We already add rpaths for other libraries in non-standard places (I guess
that comes for free with libtool).  We wouldn't add rpath to a system
directory.

I've been all over that document and a bunch of others when needing to
remove rpath on various platforms for particular distribution requirements.
 But that's a different, much smaller group of people than a normal
admin/user specifying --with-ssl= and then running into further
complications, such as not picking up the expected (fixed) library.
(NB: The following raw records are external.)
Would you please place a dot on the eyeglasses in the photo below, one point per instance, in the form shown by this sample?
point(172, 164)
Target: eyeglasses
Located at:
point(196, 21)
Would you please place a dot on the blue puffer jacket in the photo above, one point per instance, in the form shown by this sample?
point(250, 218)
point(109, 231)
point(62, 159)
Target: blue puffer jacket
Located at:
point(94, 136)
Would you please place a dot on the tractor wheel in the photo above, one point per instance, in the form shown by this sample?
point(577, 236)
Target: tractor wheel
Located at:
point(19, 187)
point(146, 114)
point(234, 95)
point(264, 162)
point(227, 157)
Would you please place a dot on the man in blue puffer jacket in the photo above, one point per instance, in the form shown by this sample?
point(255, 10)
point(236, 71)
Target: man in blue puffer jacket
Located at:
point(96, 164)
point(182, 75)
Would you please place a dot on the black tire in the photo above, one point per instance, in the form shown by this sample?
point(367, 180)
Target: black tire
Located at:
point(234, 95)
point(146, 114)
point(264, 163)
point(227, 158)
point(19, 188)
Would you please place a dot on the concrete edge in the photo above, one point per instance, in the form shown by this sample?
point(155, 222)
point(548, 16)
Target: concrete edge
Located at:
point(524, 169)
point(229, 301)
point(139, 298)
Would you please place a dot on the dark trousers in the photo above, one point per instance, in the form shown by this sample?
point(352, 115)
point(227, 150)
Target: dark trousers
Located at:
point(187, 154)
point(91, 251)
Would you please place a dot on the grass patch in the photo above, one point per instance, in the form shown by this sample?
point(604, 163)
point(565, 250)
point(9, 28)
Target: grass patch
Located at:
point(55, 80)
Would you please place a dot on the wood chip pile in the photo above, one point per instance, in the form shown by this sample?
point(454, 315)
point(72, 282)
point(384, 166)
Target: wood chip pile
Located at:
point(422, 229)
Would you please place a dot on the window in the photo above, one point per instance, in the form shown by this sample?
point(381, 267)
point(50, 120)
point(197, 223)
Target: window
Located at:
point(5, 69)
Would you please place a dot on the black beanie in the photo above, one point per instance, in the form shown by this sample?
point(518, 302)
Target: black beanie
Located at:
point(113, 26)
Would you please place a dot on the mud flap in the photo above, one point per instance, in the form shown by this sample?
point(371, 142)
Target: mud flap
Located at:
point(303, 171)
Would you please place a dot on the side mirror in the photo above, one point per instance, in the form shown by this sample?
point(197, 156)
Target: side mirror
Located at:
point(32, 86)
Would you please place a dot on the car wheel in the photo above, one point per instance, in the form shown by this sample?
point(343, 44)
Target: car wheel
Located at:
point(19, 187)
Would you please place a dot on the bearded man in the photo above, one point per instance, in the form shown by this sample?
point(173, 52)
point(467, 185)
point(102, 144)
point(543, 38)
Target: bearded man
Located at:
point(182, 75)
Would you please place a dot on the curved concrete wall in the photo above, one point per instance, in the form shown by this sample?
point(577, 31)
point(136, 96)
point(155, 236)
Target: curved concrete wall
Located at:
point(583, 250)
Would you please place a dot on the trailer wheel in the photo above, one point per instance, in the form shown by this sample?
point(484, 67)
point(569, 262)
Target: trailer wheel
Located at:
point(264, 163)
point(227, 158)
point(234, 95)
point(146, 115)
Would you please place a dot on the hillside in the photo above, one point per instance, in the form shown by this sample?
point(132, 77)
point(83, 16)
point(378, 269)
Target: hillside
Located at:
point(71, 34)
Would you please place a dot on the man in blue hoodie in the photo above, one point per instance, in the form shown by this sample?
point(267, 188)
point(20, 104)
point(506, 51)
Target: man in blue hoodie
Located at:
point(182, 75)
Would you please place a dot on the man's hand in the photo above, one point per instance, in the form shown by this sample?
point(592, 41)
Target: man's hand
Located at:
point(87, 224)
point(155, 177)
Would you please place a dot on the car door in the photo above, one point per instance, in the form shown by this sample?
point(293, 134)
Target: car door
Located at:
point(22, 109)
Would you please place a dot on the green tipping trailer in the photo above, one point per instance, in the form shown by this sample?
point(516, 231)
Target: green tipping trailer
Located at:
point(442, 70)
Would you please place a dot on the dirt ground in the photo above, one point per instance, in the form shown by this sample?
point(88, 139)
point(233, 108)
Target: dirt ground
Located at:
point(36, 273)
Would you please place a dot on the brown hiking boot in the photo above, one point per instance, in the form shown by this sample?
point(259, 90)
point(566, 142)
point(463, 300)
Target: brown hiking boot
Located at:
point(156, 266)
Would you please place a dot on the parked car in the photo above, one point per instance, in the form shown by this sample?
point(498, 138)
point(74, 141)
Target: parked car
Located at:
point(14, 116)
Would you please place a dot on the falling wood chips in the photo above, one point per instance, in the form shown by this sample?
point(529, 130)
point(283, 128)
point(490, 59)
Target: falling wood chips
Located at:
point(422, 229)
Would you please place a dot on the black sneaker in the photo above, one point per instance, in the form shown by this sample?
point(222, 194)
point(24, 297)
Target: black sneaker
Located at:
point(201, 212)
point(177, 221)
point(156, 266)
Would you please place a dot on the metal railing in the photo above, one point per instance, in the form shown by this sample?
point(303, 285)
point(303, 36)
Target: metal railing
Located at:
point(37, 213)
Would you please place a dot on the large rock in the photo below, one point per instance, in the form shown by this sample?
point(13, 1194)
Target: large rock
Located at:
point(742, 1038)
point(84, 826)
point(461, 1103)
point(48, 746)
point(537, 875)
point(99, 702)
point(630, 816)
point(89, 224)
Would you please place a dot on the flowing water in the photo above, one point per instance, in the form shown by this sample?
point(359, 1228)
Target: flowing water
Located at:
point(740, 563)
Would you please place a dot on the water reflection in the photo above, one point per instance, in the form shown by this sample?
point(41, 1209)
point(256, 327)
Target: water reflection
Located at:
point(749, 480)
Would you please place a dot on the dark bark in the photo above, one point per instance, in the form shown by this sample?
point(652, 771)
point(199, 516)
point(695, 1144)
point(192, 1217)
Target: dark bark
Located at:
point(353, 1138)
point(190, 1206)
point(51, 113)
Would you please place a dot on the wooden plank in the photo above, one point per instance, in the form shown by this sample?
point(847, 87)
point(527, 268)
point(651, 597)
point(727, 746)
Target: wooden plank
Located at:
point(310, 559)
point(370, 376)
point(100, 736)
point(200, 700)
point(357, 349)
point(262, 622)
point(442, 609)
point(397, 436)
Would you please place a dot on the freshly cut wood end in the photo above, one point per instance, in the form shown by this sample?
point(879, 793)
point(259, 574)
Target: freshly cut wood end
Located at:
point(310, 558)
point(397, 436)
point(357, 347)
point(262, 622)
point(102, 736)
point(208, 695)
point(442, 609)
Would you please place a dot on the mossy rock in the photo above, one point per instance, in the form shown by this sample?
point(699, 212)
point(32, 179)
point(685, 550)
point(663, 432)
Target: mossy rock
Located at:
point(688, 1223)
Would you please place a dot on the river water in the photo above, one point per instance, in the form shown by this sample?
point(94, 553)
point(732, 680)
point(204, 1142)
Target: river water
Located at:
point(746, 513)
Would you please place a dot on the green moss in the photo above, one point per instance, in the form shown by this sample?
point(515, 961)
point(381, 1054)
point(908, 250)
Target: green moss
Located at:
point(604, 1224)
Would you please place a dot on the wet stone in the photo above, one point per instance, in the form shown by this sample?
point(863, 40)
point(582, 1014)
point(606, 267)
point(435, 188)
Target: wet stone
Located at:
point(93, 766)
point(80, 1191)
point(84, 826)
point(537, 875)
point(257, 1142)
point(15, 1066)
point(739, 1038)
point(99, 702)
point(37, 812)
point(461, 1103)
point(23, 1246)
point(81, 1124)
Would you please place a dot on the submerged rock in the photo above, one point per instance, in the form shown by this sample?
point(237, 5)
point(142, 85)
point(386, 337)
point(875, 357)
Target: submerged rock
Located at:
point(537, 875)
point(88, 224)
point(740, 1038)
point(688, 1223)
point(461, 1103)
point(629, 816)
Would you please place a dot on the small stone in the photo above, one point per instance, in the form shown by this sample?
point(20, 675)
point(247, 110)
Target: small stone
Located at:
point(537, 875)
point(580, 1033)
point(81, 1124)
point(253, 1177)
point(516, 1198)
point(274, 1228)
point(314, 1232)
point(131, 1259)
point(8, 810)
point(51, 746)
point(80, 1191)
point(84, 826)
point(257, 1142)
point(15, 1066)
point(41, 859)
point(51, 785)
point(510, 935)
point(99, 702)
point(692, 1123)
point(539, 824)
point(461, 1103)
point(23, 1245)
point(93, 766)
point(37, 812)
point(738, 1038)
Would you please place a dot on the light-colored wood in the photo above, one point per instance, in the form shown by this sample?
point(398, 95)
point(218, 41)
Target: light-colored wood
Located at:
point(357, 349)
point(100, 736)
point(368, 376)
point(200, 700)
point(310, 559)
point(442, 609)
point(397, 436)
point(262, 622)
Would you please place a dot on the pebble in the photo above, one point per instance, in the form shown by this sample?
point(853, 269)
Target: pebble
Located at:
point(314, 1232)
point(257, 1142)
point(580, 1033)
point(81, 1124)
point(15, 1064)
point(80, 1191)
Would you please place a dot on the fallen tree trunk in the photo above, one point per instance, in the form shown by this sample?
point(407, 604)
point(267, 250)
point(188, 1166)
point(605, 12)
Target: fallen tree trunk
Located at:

A --disable-rpath option would be awesome if indeed it would do that
generally.

-- 
Born in Roswell... married an alien...
http://emptyhammock.com/
http://edjective.org/

Re: Any reason why building with OpenSSL shouldn't add its lib dir to rpath?

[olli hauer]

On 2014-04-14 13:08, Jeff Trawick wrote:
 (not to say there aren't complications, like trying to keep system
 directories out of rpath)
 

On FreeBSD it is possible that a user has openssl 0.9.x or 1.0.x in the
base OS (/usr/lib) but installs openssl 1.x.x from the ports system
(/usr/local/lib). The OpenSSL version used to build third party
applications like apache is then controlled via a flag in /etc/make.conf.